The kids looked half asleep over their plates. It was late and it had been one hell of a long day. I was a seething ball of nerves. I wasn't sure how much was due to the Rick debacle and how much was due to my parents being about to sit down at the same table. It had seemed like a thoughtful idea, to give my boys as much family as possible, back when I was two hundred miles away. In close proximity it was just plain alarming.

Luke, who was currently occupied with ignoring his girlfriend Caleigh and playing some parentally-advised-against game on his PSP, said to my mother, “You knew I was coming. And bringing Caleigh.”

“I bought Froot Loops,” she retorted. “And considering that I find mandated festivity artificial and frivolous, I'd think you would know I'm doing the best I can.”

“Caleigh doesn't eat Froot Loops,” Luke said.

Frankly, Caleigh didn't look like she ate period. I looked down at my congealed chicken. To give her the benefit of the doubt, maybe that was just her policy here. I was considering adopting it. I smiled at her. She didn't smile back.

God, this was fun.

“How come Luke gets to play PSP at the table?” Noah wanted to know.

“Cause I'm, like, a grown-up, dude,” Luke said.

“Because Luke always plays PSP,” Caleigh said. “When he's not at work. When he's at work he plays FreeCell.” She did not seem to correctly understand the role of the outsider—to buffer dangerously close to conflagrating family relationships.

“Cool!” Jared said.

“What's FreeCell?” Noah looked optimistic of having found his future calling.

My father came in with the can of Ocean Spray cranberry sauce and plunked it on the plastic tablecloth. Due to his last-minute recruitment to this happy family occasion, he was missing whatever holiday delights his latest dental assistant had on offer. I was guessing they weren't culinary.
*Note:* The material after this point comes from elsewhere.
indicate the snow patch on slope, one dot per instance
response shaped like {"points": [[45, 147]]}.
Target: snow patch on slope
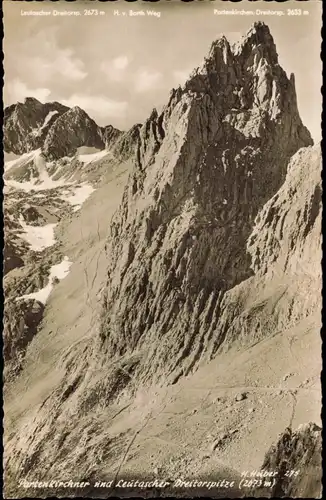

“Awesome!” Jared said, looking at the can. “Do we get to eat that? It looks like school cafeteria Jell-O.”

“Yeah. Mom's has nasty chunks in it,” Noah said accusingly. I hoped he wasn't pinpointing my homemade Port and cranberry confit as the reason Rick had failed to materialize.

“Yes, boys.” My father's tone was all forced jollity. “You do get to eat it. Provided your grandmother actually owns a serving plate. It's possible such a thing is too bourgeois for her. Maybe we'll all dig straight into the can with our spoons!”

Jared looked just a little too excited about that. I put my hand on his, forcing him to lower his spoon back to the table.

“I thought you'd had enough holiday elegance the time you set up that magazine shoot, Bill.” My mother was clearly chafing at having him here. “That ended well for everyone. As I recall.”

“Oh, yes, I remember well enough, Judy. They brought in that team of stylists who worked on you all day. Last time I saw you looking presentable.”

A tug of memory. It hadn't been a real Thanksgiving, of course. Magazines tend to work six months to a year ahead, so it had been shot the previous April, but it had
looked
incredibly real. And that (despite what my father had just said) was when the house and my mother both had still been beautiful—before she'd made lacking a sense of humor into her life's work. That day I'd almost been able to fool myself into believing we were the family we looked like.